If the list were mine, I would review my purposes, particularly:

1. What is my purpose here.
2. How does my purpose here connect up to my central purpose in life (or other highest purpose)?

(I have been thinking about this approach recently as part of trying where to decide live in the next stage of my life.)

Whatever you decide to write about next, I am looking forward to reading it!

Doug Reich said...

Thanks everyone.

I don't know what the hell I'm going to do...

Allen said...

I'd vote for the last 2.

Sandi Trixx said...

I hope you'll expound on one of my favorite topics - fractional reserve banking.

Jason said...

I vote for The Europeanification of America: Why Are Americans taken in by European Intellectuals?

The idea that productive work is not the central value in life, but rather is inherently miserable and solely a means to the "real" value in life, seems to be central to the culture of Europe. Europeans put anything other than work as their central value in life--i.e. travel and vacation, being with family and friends, watching sports (think of the constant and violent soccer riots) and all other recreation, etc. I can see this attitude creeping into America, but it's pervasive and pretty explicit in Europe. I wonder how European intellectuals are responsible for this malevolent and false view of the role of productive work in life.

Dean Kriegel said...

I can't bear the guilt of being responsible for making you feel bad, so here's my top two:

-The Europeanification of America: Why Are American's taken in by European Intellectuals?

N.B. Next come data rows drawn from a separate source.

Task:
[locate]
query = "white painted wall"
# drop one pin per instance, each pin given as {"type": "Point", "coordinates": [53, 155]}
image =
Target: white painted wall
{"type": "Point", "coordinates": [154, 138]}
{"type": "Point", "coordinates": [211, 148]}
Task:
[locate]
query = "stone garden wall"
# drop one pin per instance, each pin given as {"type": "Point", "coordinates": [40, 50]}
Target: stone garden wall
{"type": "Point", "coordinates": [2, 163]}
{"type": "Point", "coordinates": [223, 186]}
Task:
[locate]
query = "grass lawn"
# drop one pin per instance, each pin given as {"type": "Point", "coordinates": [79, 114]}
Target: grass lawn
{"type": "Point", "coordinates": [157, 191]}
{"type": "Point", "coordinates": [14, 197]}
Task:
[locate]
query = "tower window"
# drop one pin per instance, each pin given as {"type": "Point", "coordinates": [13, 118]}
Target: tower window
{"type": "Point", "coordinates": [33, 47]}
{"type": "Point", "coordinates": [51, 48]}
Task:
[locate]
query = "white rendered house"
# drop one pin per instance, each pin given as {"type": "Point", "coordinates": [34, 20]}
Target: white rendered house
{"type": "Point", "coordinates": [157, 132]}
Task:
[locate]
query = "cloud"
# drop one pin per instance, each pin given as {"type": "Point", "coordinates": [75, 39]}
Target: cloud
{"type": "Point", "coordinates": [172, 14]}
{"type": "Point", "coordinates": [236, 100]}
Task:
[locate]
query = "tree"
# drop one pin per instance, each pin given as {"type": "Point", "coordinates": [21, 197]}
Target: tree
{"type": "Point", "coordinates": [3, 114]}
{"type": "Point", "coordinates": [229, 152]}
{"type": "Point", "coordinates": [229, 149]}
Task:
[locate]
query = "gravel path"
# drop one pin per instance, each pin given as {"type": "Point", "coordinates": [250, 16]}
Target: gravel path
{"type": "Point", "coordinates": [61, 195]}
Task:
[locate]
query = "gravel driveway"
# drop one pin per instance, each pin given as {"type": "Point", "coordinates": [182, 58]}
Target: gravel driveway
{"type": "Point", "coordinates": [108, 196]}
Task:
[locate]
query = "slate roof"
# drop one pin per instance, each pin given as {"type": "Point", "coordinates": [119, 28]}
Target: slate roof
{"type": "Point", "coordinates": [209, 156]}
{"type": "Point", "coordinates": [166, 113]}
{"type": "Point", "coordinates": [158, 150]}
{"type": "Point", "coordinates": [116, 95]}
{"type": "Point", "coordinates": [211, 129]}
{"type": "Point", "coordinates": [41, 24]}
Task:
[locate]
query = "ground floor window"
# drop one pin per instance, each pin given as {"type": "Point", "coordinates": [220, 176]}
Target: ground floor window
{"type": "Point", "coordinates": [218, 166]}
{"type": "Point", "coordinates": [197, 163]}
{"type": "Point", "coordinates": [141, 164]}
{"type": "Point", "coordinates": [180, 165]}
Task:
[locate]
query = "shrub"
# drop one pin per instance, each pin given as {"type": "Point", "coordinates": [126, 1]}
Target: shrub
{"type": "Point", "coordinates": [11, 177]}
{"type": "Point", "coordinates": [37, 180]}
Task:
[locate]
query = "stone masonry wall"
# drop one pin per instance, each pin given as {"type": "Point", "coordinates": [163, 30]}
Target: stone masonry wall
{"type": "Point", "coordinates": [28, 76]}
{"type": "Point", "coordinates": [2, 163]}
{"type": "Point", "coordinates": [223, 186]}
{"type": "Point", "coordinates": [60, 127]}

-Discussion of Daniel Gilbert's series on PBS "This Emotional Life" (and his book "Stumbling on Happiness")

STG said...

I find the "European intellectuals" topic the most interesting.

I would ask whether the issue is that Americans have been taken in by European intellectuals, or whether they have never really embraced their own intellectuals.

And I would point out that European intellectuals have been prominent in intellectual circles, not for the last hundred or two hundred years, but for the last 1500 years, at least. Only to say that the European point of view has long been accepted dogma in certain hoity-toity circles---not that it is acceptable or good.

There is a book called The Black Continent that touches on points made in this thread with regard to Europe's bloody history.

Not enough emphasis has been given, in current public discussion, to the difference between American values and "Western values." Notoriously in the context of naming and fighting Islam as an enemy, the counterpoise is almost always "Western values," not American values. This is wrong and dangerous.

As an important American instance of the matter under discussion, how and why did the state of Virginia--or at least the foremost ideas by which it governed itself--change from what it was in 1700 or 1770, to what it was in 1850 or 1910 (or 1950)?

Kevin said...

I'm not a big FRB fan (nor am I a gold fan) so I'd be interested in your take on that.

Doug Reich said...

Thanks to all for commenting. It gave me some great ideas!

Zip said...

I'd like to see the discussion of the Cato Articles.